WASHINGTON (Sputnik) — The US Congress may be persuaded to end bulk data collection as a result of a US federal court ruling on the illegality of the National Security Agency’s (NSA) bulk domestic surveillance program, US Senator Ron Wyden told Sputnik.
“I hope what this will do is will cause the Congress to abolish the program that collects these million and millions of phone records on law-abiding Americans,” Wyden said on Thursday.
On Thursday, a New York appeals court ruled that the US Patriot Act provision allowing the NSA to collect telephone metadata on US citizens is a violation of the US Constitution. It is the first such decision made in a US court on the NSA’s extensive post-September 11 surveillance authorities.
The NSA program allows the US government to know “who you call, when you call them, and where you call from,” Wyden explained. “I think that is a significant invasion of the privacy of law-abiding Americans.”
The appeals court decision came as a result of a lawsuit filed in June 2014 by the American Civil Liberties Union against US Director of National Intelligence James Clapper.
In June 2013, leaked documents revealed that the US government was using a secret interpretation of Section 215 of the US Patriot Act to collect the phone records of millions of US citizens.
The senator also stressed that a measure will be introduced in the US Congress to end government monitoring of US citizens' emails, when the Senate debates legislation to revise the bulk data collection authority.
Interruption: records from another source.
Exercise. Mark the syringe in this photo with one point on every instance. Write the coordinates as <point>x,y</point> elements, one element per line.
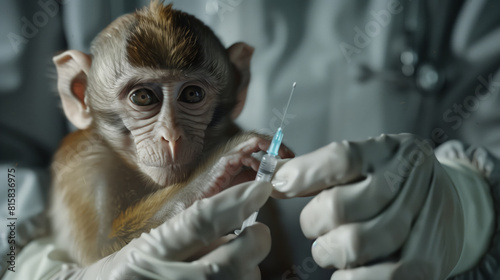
<point>268,162</point>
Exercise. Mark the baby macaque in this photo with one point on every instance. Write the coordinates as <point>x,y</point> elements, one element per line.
<point>155,104</point>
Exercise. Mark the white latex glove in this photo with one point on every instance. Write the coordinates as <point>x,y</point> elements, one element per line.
<point>165,252</point>
<point>393,211</point>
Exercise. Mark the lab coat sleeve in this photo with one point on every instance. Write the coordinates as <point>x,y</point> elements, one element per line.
<point>489,166</point>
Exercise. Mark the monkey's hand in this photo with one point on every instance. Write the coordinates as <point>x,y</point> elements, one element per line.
<point>164,251</point>
<point>235,163</point>
<point>224,169</point>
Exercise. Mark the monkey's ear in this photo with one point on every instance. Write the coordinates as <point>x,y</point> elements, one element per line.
<point>240,55</point>
<point>72,70</point>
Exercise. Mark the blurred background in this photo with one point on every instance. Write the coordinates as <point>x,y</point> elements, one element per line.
<point>362,68</point>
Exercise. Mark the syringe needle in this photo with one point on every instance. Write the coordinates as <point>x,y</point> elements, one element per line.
<point>288,104</point>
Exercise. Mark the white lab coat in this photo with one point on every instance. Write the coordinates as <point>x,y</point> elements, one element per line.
<point>345,57</point>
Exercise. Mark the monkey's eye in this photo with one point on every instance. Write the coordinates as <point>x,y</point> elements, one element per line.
<point>192,94</point>
<point>143,97</point>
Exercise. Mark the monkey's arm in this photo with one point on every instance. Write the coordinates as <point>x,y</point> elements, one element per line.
<point>222,170</point>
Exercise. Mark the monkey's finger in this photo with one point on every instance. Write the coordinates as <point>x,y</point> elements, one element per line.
<point>205,221</point>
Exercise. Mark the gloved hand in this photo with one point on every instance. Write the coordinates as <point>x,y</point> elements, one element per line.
<point>387,209</point>
<point>167,252</point>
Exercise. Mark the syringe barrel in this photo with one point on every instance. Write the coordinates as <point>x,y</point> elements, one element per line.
<point>266,169</point>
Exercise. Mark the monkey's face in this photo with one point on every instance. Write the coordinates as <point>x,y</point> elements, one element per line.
<point>166,114</point>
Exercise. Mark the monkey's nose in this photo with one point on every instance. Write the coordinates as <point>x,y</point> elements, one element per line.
<point>173,144</point>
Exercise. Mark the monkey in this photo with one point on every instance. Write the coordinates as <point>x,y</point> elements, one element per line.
<point>155,104</point>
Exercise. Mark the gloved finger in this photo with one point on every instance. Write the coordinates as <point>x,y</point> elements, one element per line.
<point>211,247</point>
<point>355,244</point>
<point>204,221</point>
<point>237,259</point>
<point>385,271</point>
<point>331,165</point>
<point>343,204</point>
<point>240,257</point>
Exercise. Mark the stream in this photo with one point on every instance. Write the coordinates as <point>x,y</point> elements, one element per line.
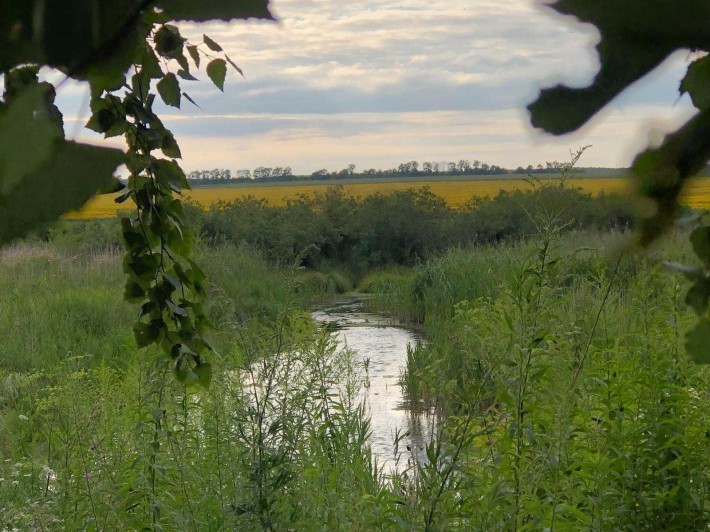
<point>382,345</point>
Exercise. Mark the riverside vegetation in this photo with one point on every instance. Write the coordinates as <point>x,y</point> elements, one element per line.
<point>557,368</point>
“It is my intention when we get that bill [the USA Freedom Act of 2015] on the floor, to offer an amendment to end the warrantless searches of American’s email,” Wyden said on Thursday.
Wyden said that he supports the Freedom Act, which would end the NSA’s ability to conduct bulk data collection on US citizens without a warrant.
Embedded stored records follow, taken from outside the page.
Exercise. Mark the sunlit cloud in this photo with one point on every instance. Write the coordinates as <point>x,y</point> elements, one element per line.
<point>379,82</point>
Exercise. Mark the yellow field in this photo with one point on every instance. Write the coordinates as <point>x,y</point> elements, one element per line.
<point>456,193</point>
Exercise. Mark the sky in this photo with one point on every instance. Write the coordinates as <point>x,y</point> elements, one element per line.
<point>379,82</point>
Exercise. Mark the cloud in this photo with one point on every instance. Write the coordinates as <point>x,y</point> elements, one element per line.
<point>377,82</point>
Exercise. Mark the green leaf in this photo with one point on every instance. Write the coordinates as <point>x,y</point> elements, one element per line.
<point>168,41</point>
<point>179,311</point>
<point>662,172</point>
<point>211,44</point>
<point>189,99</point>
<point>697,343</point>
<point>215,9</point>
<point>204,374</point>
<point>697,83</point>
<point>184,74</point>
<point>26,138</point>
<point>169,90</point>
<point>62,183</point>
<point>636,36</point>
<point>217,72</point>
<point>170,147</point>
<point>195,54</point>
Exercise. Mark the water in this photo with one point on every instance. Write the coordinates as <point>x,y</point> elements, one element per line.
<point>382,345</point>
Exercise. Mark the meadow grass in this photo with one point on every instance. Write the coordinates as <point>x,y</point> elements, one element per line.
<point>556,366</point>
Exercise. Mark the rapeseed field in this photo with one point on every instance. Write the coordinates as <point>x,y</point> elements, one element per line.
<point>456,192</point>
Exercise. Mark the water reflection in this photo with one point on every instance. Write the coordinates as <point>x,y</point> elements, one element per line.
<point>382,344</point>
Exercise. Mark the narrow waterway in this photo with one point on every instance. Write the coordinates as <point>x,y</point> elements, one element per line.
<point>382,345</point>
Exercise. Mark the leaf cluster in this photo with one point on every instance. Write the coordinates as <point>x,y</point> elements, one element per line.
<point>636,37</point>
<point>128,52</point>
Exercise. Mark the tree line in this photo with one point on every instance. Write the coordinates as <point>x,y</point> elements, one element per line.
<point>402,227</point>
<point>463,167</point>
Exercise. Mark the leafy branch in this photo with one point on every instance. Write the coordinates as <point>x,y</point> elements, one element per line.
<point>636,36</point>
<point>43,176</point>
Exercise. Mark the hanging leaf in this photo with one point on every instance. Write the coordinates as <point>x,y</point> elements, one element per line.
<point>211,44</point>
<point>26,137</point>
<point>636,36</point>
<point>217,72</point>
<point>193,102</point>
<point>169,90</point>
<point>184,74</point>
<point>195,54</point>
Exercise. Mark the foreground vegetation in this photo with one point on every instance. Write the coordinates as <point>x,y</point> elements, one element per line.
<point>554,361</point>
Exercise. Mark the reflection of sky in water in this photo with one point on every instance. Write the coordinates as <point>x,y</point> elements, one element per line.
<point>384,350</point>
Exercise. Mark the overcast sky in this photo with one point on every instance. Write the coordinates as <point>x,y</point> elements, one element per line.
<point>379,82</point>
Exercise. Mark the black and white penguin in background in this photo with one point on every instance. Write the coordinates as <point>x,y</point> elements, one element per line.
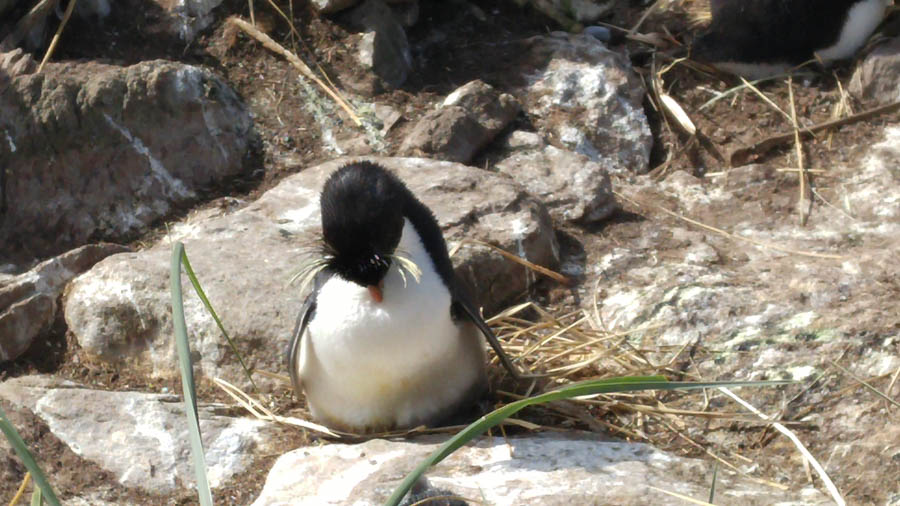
<point>386,339</point>
<point>762,38</point>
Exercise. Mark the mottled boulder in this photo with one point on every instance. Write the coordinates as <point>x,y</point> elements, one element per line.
<point>468,119</point>
<point>98,151</point>
<point>120,310</point>
<point>877,77</point>
<point>585,98</point>
<point>574,188</point>
<point>546,469</point>
<point>28,301</point>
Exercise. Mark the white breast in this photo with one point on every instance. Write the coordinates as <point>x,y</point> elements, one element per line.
<point>862,20</point>
<point>396,363</point>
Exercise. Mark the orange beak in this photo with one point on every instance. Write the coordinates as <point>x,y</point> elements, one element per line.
<point>375,291</point>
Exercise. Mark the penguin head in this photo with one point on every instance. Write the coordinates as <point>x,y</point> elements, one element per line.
<point>362,221</point>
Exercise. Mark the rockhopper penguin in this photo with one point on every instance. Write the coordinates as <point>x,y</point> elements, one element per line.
<point>761,38</point>
<point>386,339</point>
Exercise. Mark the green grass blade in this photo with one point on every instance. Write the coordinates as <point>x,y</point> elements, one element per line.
<point>36,498</point>
<point>200,293</point>
<point>18,444</point>
<point>187,377</point>
<point>589,387</point>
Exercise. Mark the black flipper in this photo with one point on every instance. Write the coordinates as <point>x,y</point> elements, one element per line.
<point>462,303</point>
<point>292,353</point>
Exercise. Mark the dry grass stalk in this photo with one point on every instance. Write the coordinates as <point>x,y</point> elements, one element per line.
<point>275,47</point>
<point>804,201</point>
<point>864,383</point>
<point>21,491</point>
<point>766,99</point>
<point>56,36</point>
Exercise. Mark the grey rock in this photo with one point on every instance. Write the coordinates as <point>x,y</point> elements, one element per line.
<point>539,469</point>
<point>600,33</point>
<point>97,151</point>
<point>877,78</point>
<point>469,119</point>
<point>574,188</point>
<point>28,301</point>
<point>120,310</point>
<point>586,98</point>
<point>700,287</point>
<point>406,11</point>
<point>141,438</point>
<point>184,19</point>
<point>331,6</point>
<point>383,50</point>
<point>14,63</point>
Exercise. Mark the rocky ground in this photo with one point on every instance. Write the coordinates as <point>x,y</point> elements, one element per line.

The senator rejected such programs as “a significant invasion of privacy of law-abiding Americans.”
Section 702 has been used to justify the collection of phone and email data directly from communications providers, according to NSA documents leaked in 2014.
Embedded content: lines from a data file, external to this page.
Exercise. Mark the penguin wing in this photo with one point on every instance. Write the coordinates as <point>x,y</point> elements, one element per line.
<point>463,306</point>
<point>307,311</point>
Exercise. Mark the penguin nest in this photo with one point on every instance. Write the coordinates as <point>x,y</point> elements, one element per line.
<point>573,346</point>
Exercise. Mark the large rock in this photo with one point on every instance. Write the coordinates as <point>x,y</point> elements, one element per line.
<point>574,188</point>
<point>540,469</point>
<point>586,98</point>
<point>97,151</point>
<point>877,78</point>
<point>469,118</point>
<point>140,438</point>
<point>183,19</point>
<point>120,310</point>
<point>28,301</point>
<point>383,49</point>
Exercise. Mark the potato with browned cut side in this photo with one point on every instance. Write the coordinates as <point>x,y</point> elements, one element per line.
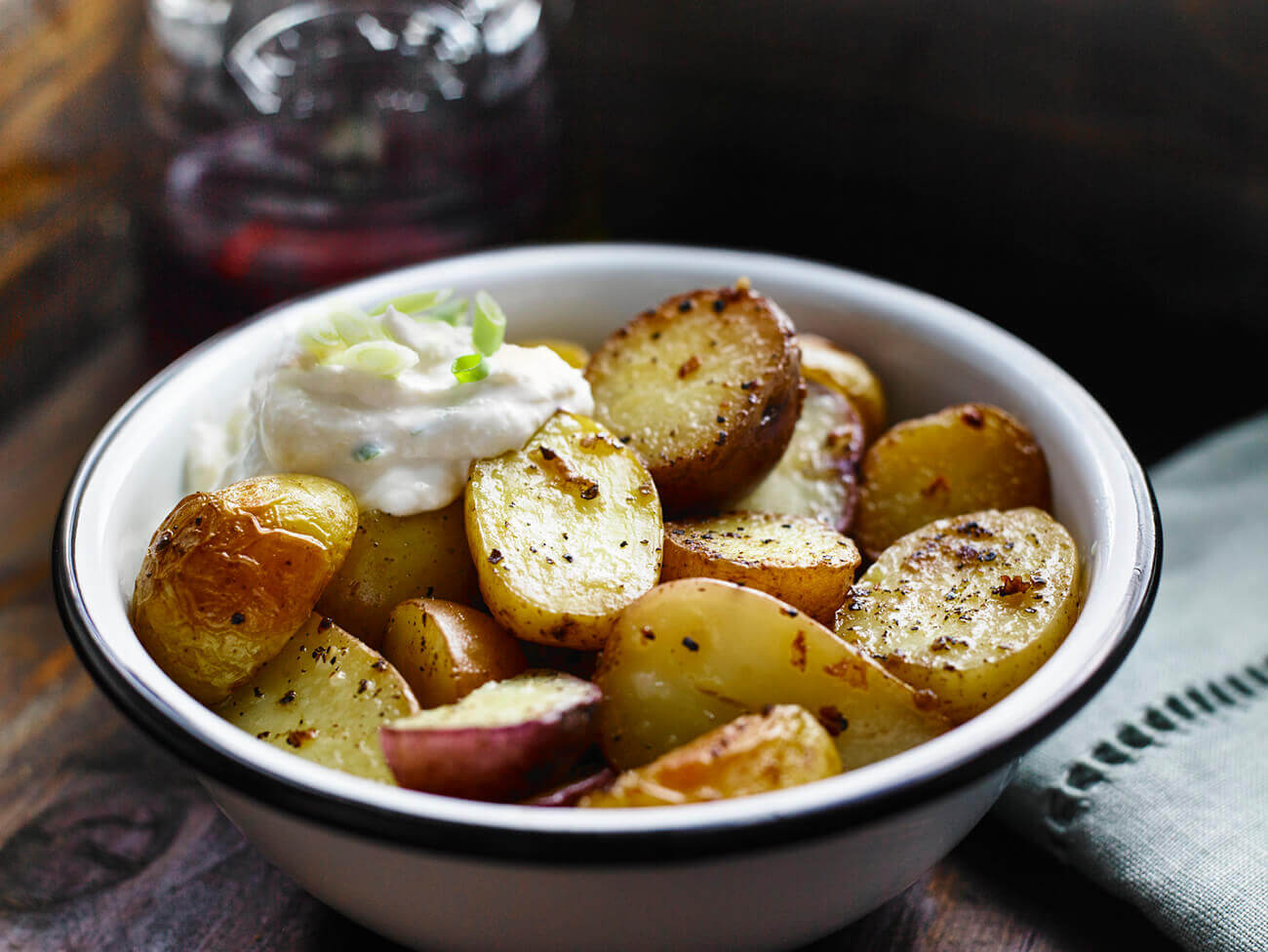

According to the digital freedom organization Electronic Frontiers Foundation, Section 702 also allowed the NSA to capture the content in instant messages, Facebook messages, and web browsing history.
Both the US Senate and House of Representatives are considering legislation to end the NSA’s bulk data collection under the US Patriot Act. Votes on the legislation will likely take place before the June 1, 2015 expiration of sections of the Patriot Act.